Dopo le rivolte dello scorso gennaio, la situazione economica in Egitto non è migliorata. Secondo l’agenzia Bloomberg il Paese starebbe attraversando la peggiore crisi economica degli ultimi 30 anni. Tanto che anche l’Arabia Saudita ha promesso di intervenire con 4 miliardi di dollari di aiuti al nuovo governo egiziano.
(Milano/c.g.) – Dopo le rivolte dello scorso gennaio, la situazione economica in Egitto non è migliorata. Anzi. Secondo l’agenzia Bloomberg il Paese starebbe attraversando la peggiore crisi economica degli ultimi 30 anni. Tanto che anche l’Arabia Saudita ha promesso di intervenire con 4 miliardi di dollari di aiuti al nuovo governo egiziano.
Irin, agenzia di informazione del Coordinamento degli affari umanitari dell’Onu, lo scorso 10 maggio ha pubblicato un rapporto sull’aumento dei prezzi dei generi di prima necessità avvenuto nelle ultime settimane nel Paese nordafricano. Aumento determinato soprattutto dalla scarsità di riserve strategiche.

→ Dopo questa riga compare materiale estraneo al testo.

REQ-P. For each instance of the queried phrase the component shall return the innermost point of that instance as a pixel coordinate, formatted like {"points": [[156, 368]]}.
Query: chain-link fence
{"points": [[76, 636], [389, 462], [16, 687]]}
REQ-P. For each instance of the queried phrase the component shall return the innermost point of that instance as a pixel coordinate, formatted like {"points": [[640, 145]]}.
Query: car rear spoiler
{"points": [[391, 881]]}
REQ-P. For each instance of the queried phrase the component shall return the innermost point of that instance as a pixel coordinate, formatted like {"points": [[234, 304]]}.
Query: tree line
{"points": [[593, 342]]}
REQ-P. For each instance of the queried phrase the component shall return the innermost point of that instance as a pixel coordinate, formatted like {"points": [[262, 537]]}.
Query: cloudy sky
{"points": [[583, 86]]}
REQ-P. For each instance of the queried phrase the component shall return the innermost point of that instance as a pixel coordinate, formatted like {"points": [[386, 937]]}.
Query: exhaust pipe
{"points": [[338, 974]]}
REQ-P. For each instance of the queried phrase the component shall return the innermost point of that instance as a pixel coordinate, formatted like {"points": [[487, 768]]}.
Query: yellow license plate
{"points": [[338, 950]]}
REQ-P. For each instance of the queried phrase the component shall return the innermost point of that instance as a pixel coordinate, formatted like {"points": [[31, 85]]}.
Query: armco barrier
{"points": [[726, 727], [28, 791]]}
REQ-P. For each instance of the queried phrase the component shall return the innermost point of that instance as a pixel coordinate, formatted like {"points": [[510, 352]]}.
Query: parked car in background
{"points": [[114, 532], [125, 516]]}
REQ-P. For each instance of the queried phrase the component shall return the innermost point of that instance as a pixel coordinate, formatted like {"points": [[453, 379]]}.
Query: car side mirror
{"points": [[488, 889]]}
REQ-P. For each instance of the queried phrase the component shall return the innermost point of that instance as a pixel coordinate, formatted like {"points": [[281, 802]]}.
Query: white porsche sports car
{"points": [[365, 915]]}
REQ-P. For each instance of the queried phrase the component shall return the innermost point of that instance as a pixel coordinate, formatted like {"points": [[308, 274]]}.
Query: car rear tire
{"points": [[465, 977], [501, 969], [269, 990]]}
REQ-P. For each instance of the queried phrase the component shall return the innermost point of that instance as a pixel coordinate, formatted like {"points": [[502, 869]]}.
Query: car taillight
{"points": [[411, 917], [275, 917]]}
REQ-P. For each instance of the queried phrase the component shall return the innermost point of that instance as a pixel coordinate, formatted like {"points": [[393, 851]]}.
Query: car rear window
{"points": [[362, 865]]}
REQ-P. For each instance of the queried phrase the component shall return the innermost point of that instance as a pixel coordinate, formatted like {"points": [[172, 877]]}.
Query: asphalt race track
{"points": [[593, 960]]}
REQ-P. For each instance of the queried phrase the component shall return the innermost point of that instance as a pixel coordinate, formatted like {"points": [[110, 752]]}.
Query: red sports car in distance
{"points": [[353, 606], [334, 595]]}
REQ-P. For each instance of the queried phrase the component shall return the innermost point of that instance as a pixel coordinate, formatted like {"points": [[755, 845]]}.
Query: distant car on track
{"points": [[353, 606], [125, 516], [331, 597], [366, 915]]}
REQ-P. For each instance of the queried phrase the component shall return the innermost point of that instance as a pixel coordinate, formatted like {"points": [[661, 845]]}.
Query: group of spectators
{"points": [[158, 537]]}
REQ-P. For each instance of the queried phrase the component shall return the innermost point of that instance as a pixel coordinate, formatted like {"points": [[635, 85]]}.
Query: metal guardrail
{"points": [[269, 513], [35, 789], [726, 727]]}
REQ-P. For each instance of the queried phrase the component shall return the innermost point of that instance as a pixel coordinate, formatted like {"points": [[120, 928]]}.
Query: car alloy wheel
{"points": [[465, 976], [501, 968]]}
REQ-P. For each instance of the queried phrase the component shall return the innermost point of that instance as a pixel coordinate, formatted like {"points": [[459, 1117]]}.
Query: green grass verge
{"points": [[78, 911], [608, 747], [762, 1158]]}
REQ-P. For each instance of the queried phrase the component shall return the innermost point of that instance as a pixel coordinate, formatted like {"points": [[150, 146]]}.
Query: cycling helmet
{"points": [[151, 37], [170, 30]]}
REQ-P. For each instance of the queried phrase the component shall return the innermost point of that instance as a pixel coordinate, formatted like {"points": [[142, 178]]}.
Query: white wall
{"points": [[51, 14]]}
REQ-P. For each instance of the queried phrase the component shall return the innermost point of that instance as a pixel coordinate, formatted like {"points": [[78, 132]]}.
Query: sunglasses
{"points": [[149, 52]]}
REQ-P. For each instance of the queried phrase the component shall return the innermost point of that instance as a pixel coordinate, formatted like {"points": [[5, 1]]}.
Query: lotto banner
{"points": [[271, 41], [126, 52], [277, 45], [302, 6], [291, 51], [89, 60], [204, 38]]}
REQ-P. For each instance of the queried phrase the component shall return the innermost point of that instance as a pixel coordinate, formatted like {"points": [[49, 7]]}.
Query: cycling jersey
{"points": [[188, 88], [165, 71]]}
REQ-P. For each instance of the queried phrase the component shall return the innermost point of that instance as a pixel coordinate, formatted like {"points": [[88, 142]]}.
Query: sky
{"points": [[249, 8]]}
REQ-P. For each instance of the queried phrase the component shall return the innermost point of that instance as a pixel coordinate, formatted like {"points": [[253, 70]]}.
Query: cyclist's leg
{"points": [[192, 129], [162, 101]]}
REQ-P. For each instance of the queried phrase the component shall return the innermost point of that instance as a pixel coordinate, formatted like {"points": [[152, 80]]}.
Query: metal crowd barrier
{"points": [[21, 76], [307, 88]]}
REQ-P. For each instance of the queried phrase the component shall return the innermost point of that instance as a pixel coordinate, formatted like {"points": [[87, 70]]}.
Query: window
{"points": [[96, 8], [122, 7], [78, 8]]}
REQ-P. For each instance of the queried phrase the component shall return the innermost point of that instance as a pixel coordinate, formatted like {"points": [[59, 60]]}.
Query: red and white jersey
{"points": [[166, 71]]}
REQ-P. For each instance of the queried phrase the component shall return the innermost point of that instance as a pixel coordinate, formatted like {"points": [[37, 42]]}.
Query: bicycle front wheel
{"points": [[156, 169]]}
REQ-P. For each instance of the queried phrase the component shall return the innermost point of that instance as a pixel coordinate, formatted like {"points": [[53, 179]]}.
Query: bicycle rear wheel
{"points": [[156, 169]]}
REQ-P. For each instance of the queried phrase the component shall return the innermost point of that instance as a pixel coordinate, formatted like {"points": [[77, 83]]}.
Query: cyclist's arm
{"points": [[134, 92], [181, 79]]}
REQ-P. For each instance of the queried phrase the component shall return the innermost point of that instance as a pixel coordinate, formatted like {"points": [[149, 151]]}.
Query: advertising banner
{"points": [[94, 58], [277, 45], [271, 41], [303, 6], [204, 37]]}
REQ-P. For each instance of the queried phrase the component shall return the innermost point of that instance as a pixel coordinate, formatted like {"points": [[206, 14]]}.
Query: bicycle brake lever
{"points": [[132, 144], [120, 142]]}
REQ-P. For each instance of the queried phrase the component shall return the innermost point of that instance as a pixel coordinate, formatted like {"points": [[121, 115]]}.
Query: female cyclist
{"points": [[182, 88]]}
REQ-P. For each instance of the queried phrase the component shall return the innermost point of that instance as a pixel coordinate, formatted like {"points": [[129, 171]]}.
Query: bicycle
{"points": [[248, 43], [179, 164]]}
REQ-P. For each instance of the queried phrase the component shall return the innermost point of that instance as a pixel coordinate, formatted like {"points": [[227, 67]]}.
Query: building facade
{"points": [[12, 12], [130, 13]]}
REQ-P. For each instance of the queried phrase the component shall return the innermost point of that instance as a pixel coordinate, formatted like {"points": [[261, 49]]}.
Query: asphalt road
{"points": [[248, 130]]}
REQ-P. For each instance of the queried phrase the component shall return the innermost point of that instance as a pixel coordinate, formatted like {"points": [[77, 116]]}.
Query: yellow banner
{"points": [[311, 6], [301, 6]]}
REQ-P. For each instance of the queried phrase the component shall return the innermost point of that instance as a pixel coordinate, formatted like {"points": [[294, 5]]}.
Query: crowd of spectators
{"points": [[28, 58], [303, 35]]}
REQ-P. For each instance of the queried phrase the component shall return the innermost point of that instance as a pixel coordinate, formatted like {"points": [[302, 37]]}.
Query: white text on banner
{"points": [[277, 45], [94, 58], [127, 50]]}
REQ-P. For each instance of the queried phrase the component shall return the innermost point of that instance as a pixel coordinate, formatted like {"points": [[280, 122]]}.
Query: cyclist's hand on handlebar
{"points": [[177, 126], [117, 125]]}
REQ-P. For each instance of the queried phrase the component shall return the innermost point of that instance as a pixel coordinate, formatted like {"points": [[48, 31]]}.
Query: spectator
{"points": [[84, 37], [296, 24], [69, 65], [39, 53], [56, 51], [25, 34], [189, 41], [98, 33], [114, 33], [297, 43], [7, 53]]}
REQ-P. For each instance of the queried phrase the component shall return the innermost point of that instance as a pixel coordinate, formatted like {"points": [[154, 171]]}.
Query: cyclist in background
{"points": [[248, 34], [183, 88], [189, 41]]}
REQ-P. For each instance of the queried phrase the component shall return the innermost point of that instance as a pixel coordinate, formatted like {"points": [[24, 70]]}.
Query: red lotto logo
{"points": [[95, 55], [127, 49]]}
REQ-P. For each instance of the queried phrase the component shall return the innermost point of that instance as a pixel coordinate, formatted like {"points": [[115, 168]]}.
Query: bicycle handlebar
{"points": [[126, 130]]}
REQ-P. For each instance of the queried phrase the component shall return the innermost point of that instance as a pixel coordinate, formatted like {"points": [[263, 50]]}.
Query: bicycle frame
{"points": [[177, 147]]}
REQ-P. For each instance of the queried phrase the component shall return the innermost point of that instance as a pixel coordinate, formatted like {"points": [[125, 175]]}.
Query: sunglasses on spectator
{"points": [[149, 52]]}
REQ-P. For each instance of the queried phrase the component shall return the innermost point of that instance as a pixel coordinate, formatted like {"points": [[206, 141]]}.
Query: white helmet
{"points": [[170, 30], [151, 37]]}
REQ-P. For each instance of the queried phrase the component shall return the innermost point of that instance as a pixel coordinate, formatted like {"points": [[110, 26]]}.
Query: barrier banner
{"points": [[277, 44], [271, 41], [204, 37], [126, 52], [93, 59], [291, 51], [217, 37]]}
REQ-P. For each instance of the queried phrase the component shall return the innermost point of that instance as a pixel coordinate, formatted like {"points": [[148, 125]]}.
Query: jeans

Nelle ultime settimane, infatti, l’Egitto – che importa metà del suo fabbisogno alimentare e impone al pane un prezzo calmierato – ha dovuto sperimentare proprio la carenza di riserve di pane. Solitamente il costo imposto dallo Stato a una forma di pane è di cinque piastre, che equivalgono a circa sette centesimi di euro. Viceversa, il pane non calmierato costa 50 piastre, ben 70 centesimi di euro, dieci volte tanto il pane «di Stato». Di fronte alla carenza di pane a prezzi politici, la gente è costretta a comprarne al mercato nero. E, secondo alcuni osservatori, le famiglie egiziane sono così costrette a spendere in media il 40 per cento del proprio reddito per il cibo.
«La ragione di questo aumento dei prezzi sta nel fatto che il governo non sta proteggendo i consumatori dagli abusi dei commercianti», protesta Ahmed El-Naggar, responsabile del Centro Ahmar per gli studi politici e strategici. Un altro fondamentale genere di consumo che risente della crisi economica è il gas per cucinare. Il rapporto di Irin denuncia che le bombole di gas stanno scomparendo dal mercato. Secondo il governo la colpa sarebbe della situazione in Libia e a Gaza. Gouda Abdel Khaliq, ministro della solidarietà sociale egiziano, recentemente ha indicato come causa di questa carenza proprio il contrabbando di gas verso i Paesi confinanti. I contrabbandieri trarrebbero un vantaggio dalla differenze di prezzo a cui possono vendere il gas negli altri Paesi, molto più alto del prezzo imposto dal governo in Egitto. Anche altri generi alimentari molto diffusi e fondamentali per la dieta degli egiziani, come pomodori, cipolle, limoni, patate e zucchine hanno subito un forte innalzamento del prezzo e si acquistano con difficoltà.
Conferma la preoccupata analisi di Irin anche David P. Goldman, osservatore delle vicende mediorientali ed editorialista della rivista cattolica americana First Things, intervistato recentemente per le pagine in inglese di Terrasanta.net. «L’Egitto dipende enormemente dal cibo importato – spiega nell’intervista Goldman -. Acquista all’estero metà del suo grano e molti generi di prima necessità. La popolazione è molto povera (circa il 40 per cento guadagna meno di un euro e mezzo al giorno). In questo modo anche una piccola variazione nei prezzi del cibo può avere un forte impatto sull’alimentazione delle persone.
Il problema è che questo Paese ha sempre utilizzato i soldi provenienti dall’industria turistica e dalle rimesse degli immigrati per ripianare le uscite finanziarie dovute all’importazione di cibo». Da una parte, però, con le rivolte popolari il flusso di turisti s’è alquanto ridotto. Dall’altra «anche le rimesse sono crollate – spiega Goldman – perché il grosso proveniva da connazionali emigrati in Libia»; connazionali che con il conflitto in atto non stanno, ovviamente, più contribuendo in alcun modo all’economia nazionale.